When the Master oned is actually a RAFT cluster, you can simply point the API servers to the VIP address of the cluster. Note also that the MySQL server in each RAFT server should be configured to listen to the VIP address to let the API servers query the database.

Configuration

To configure an API server you need to:

  1. Install the OpenNebula packages in the server
  2. Update the /etc/one/oned.conf file so it points to the master oned and Database:
DB = [ BACKEND = "mysql",
        SERVER  = "set IP of mysql server",
        PORT = 0,
        USER = "oneadmin",
        PASSWD = "oneadmin",
        DB_NAME = "opennebula",
        CONNECTIONS = 50

FEDERATION = [
        MODE          = "CACHE",
        ZONE_ID       = 0,
        SERVER_ID     = -1,
        MASTER_ONED   = "set the XML-RPC endpoint of master oned"

Note also that you may need to tune the number of connections to the DB, increasing it for the MySQL server and adjusting the number of cache servers, considering that the overall number of connections is shared by all the servers.

Load Balancing

Alternatively, you may want to set up a load balancer that balances client requests across API servers. HAProxy is a good fit for this task. In this scenario, we are assuming one OpenNebula server plus two OpenNebula cache servers. The load balancer is listening on another server on port 2633 and will forward connections to the three OpenNebula servers comprising the cluster. This is the relevant fragment of the required HAProxy configuration for a scenario like the one described:

frontend OpenNebula
bind 0.0.0.0:2633
stats enable
mode tcp
default_backend one_nodes

backend one_nodes
mode tcp
stats enable
balance roundrobin
server opennebula1 10.134.236.10:2633 check
server opennebula2 10.134.236.11:2633 check
server opennebula3 10.134.236.12:2633 check

Server entries must be modified and the stats section is optional.

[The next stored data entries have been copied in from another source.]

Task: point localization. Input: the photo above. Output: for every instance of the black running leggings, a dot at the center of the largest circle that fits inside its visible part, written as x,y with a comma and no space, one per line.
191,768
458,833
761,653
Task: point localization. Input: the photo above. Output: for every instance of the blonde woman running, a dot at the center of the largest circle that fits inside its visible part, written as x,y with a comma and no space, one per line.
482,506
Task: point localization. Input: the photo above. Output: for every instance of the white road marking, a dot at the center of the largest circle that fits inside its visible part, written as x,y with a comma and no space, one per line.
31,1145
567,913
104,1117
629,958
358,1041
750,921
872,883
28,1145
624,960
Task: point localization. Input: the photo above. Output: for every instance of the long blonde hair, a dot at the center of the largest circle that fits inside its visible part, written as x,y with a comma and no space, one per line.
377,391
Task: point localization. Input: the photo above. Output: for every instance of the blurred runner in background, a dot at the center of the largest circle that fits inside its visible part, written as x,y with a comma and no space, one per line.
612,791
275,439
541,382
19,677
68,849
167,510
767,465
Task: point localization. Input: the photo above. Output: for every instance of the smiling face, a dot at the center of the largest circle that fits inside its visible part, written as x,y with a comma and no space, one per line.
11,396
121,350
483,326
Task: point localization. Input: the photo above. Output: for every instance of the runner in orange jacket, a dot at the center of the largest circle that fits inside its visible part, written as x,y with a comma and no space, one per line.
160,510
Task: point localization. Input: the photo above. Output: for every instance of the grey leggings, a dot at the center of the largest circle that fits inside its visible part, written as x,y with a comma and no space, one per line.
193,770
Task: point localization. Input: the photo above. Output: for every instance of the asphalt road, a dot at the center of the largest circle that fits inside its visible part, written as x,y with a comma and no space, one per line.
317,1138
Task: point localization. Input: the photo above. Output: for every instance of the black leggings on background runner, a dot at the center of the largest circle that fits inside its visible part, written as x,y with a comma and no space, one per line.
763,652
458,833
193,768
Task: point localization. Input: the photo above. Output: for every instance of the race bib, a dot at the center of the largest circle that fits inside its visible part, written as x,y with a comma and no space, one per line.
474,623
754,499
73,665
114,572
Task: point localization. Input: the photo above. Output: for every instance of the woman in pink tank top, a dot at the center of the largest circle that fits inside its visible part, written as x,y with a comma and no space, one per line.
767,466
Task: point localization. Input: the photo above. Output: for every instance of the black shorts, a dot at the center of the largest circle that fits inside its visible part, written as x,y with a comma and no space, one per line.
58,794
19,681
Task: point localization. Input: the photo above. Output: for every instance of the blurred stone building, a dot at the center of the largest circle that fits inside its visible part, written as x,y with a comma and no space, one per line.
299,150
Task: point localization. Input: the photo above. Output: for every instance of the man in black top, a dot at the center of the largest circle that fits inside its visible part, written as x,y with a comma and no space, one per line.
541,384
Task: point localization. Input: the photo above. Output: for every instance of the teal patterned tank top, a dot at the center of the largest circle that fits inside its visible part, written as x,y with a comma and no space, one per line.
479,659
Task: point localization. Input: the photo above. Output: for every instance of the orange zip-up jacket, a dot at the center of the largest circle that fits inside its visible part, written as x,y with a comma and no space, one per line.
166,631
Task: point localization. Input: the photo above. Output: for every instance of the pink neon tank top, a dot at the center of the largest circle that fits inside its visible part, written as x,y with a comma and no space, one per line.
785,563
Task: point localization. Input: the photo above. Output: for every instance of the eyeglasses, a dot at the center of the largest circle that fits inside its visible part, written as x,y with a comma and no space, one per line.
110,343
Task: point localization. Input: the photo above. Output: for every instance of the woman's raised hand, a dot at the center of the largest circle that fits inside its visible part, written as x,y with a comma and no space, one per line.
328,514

Optionally, a second load balancer can be added on another server and an active-passive redundancy protocol, like VRRP, can be set between both load balancer nodes for high availability.

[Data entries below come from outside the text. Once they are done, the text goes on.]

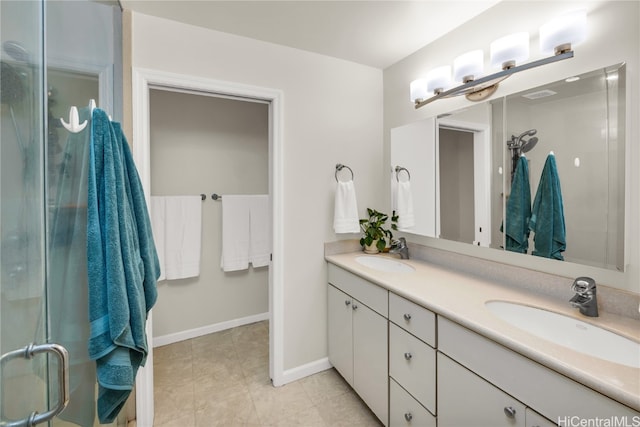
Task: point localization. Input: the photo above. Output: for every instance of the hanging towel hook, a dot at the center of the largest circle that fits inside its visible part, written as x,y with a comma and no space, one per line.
339,167
74,125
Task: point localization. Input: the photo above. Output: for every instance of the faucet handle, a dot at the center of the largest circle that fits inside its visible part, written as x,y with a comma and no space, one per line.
583,285
400,242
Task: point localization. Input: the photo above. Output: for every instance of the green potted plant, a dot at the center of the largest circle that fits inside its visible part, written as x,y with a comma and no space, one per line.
376,236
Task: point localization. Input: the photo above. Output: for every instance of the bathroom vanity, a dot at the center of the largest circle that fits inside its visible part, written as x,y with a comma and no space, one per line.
420,346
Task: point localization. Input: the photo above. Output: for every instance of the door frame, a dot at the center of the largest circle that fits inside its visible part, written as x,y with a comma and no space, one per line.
142,81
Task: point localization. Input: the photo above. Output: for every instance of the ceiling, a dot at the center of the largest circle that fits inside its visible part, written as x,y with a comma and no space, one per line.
375,33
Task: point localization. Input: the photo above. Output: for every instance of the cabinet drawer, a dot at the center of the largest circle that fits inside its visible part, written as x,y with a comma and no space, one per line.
465,399
373,296
412,364
413,318
404,410
533,419
551,394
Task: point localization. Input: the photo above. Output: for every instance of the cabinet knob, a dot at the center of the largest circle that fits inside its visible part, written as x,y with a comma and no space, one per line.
510,412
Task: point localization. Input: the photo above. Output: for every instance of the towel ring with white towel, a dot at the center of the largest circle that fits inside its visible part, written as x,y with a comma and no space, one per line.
345,217
402,198
400,169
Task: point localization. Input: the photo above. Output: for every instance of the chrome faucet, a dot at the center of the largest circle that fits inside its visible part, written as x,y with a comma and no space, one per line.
585,297
400,247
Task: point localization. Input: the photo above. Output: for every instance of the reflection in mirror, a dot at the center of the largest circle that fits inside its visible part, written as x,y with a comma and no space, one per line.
580,120
461,165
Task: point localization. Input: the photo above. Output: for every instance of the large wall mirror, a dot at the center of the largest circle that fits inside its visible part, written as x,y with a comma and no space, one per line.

To connect to the cluster from another server you can use one of the two following options, or both:

  • Using the CLI: Create a ONE_XMLRPC variable with the new endpoint. E.g.
export ONE_XMLRPC=http://ENDPOINT_IP:2633/RPC2

The new endpoint will be the load balancer address.

Driver Tuning

OpenNebula drivers have by default 15 threads. This is the maximum number of actions a driver can perform at the same time; all following actions will be queued. You can make this value in /etc/one/oned.conf. The driver parameter is -t.

Database Tuning

For non-test installations use a MySQL/MariaDB database. SQLite is too slow for more than a couple of hosts and a few VMs.

Be sure to review the recommended maintenance procedures for the MySQL database backend.

Sunstone Tuning

Please refer to the guide on Configuring Sunstone for Large Deployments.